Artificial Intelligence algorithms to predict the behavior
"Within the broad field of AI, in this work we apply machine-learning, which is a term that gathers all sort of algorithms which confer machines (i.e. computers) the ability to learn from a given set of data, yet not necessarily to take autonomous decisions. Here, we exploit the more statistical vision of AI to draw predictive models from our large experimental datasets" explains Xabier Rodríguez- Martínez, ICMAB researcher and first author of the study.
Artificial intelligence algorithms in the field of materials science are mainly used to look for behavior patterns and to further develop predictive models of the behavior of a family of materials for a given application. To do so, an algorithm is first trained by exposing it to real data to generate a model algorithm. The model is then validated with other data points not used to create the model, but from the same category of materials. Once validated, the algorithm is applied to predict the behavior of other similar materials that are not part of the training nor validating set.

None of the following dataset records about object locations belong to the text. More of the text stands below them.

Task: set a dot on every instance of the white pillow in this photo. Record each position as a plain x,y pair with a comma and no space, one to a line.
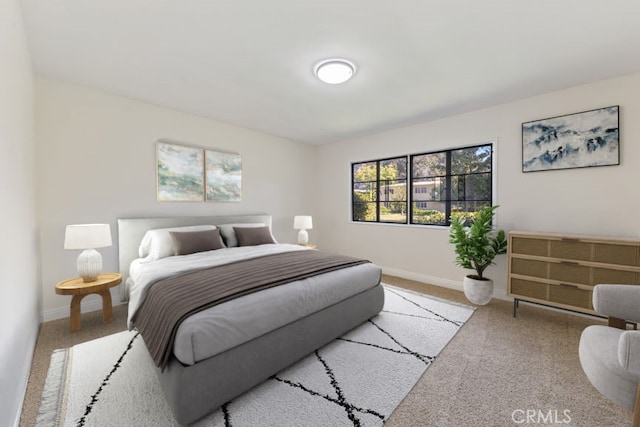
229,235
158,243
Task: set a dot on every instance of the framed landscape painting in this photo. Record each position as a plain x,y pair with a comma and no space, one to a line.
586,139
223,176
180,171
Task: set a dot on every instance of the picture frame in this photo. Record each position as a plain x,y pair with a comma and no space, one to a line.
223,176
579,140
180,173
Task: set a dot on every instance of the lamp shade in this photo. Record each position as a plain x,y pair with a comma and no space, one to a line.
87,236
302,222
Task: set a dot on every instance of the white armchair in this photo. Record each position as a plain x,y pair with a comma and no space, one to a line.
610,355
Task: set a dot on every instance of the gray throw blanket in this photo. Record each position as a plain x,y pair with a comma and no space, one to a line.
171,300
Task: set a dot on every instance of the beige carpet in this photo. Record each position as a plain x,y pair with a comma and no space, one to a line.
493,371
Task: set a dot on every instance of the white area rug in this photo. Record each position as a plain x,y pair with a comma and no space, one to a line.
356,380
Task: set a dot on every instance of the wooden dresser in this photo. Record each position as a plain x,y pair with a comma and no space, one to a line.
561,270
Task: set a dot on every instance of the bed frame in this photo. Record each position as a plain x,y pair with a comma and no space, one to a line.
194,391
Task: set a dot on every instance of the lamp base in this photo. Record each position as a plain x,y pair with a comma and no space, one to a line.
89,265
303,237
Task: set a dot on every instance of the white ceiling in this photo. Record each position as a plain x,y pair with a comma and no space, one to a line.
250,62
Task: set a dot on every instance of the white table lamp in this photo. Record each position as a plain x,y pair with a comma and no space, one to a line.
88,237
302,223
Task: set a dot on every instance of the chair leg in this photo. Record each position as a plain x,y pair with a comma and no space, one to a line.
636,409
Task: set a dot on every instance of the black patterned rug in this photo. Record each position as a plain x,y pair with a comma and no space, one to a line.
356,380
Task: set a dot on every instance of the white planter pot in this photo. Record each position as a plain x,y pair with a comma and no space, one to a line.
478,291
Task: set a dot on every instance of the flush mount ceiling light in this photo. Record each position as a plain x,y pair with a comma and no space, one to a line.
335,71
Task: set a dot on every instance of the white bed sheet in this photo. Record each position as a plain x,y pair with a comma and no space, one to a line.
224,326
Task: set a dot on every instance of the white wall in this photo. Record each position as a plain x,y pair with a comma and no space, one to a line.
18,254
96,163
602,200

In this specific study, AI algorithms are trained with thousands of points obtained with the high throughput method to evaluate and predict the different factors that determine the efficiency of an organic solar cell.

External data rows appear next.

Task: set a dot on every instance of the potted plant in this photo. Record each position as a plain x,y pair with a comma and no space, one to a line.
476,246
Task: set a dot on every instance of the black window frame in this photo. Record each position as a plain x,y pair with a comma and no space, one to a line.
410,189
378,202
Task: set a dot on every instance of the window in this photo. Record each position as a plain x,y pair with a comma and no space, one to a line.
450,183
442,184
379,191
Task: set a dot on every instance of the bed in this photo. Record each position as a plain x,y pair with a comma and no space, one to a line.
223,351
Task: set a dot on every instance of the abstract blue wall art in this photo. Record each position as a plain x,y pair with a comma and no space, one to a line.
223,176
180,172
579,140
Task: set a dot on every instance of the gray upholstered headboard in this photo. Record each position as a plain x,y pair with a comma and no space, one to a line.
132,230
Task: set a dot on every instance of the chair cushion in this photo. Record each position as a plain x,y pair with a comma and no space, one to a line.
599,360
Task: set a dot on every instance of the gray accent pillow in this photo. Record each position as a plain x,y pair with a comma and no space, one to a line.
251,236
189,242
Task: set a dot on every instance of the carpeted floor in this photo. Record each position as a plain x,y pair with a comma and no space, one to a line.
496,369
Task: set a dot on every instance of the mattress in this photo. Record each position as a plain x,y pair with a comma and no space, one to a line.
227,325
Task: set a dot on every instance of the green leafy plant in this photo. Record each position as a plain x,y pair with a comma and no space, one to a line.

Achievements and future challenges
This work represents two great achievements. On the one hand, developing AI models that predict how efficiency depends on many of the organic solar cell parameters. The degree of prediction is very high even for materials that have not been used in the training set.
"The second important point is that thanks to AI, we have determined which are the physical parameters that affect to a greater extent this behavior" says Mariano Campoy-Quiles, and adds "In particular, we have seen that the most critical parameters that determine the optimum composition are the electronic gap of each material, as well as how balanced the charge transport is in each one."
Researchers believe that the results and the methodology developed in this study are very important to guide theoretical researchers as to what to take into account when developing future analytical models that attempt to determine the efficiency of a given system.
"Our next challenge is to understand much more complex systems. The more complex the system, the more useful AI can be" concludes Campoy-Quiles.